Deformation stability transition of notched metallic glasses

Systematical experiments, simulations and microscopic characterizations on double edge notched samples manifested a transition from brittle instability to steady plasticity. Effects of ligament length, geometrical notch parameters as well as thickness were studied. It was found that ligament length is essentially the space provider for intersection of shear bands. With a narrow ligament, it is unlikely to form V-shaped double shear bands because of the limited region between notch tips. Meanwhile, the plastic deformation ability is determined by stress triaxiality.
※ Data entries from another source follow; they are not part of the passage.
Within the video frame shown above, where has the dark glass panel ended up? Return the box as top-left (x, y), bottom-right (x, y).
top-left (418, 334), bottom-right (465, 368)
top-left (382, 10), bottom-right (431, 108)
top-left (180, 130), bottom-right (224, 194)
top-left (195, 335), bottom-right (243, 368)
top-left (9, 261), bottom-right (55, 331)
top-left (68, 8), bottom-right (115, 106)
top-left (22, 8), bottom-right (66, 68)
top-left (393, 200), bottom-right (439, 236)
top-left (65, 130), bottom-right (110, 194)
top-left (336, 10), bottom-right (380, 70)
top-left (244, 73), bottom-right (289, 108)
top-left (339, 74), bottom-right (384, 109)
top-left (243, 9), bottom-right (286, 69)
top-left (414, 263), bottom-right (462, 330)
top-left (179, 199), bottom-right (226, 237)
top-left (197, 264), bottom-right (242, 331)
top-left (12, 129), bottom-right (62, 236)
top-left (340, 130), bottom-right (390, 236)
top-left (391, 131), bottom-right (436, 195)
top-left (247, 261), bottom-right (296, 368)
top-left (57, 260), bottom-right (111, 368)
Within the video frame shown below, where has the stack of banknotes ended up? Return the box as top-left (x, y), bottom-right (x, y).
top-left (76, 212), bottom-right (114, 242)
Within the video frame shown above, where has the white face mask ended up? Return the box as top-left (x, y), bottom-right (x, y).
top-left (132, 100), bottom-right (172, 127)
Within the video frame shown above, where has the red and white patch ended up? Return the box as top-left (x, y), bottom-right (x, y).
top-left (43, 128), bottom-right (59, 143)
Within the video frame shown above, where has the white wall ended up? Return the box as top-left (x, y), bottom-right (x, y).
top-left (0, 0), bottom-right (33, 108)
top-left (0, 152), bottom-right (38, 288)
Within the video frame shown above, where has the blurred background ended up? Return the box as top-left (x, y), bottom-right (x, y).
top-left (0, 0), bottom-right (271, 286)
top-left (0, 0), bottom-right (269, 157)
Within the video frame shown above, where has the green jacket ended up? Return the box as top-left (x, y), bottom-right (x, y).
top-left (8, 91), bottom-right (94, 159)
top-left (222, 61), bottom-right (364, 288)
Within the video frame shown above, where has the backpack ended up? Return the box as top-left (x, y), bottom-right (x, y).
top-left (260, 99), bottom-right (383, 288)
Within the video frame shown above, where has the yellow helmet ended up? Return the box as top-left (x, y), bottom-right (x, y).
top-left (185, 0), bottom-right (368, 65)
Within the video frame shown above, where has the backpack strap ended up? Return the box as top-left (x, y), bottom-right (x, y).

With a wider ligament, V-shaped double shear bands become predominant in controlling deformation stability, accompanying with much higher plasticity than previous investigations because of large -regions of shear band entanglements. Such plasticity enhancement is proven to have weak linkage with the restriction of crosshead of machines, and it is the resultant response of notch configuration. Besides, thickness is less influential to global plasticity. On another hand, by means of hydrostatic stress embedded free volume model, shear banding process is simulated by FEM model, by which the shear band evolution patterns in tests could be well understood and explained. The current findings could further enrich the plastic stability mecha-nism of metallic glasses under complex stress states. As well, those parameters on notch configurations could provide the state-of-the-art parameters used for fabrication of porous metallic glasses.

Automated summary

Systematic experiments, simulations, and microscopic characterizations were conducted on double edge notched samples to study the transition from brittle instability to steady plasticity. The effects of ligament length, geometrical notch parameters, and thickness were investigated. It was found that the ligament length provides the space for shear band intersection, and wider ligaments lead to more predominant V-shaped double shear bands and higher plasticity. Thickness, on the other hand, has less influence on global plasticity. Shear banding process was simulated using a hydrostatic stress embedded free volume model, allowing for a better understanding of shear band evolution patterns.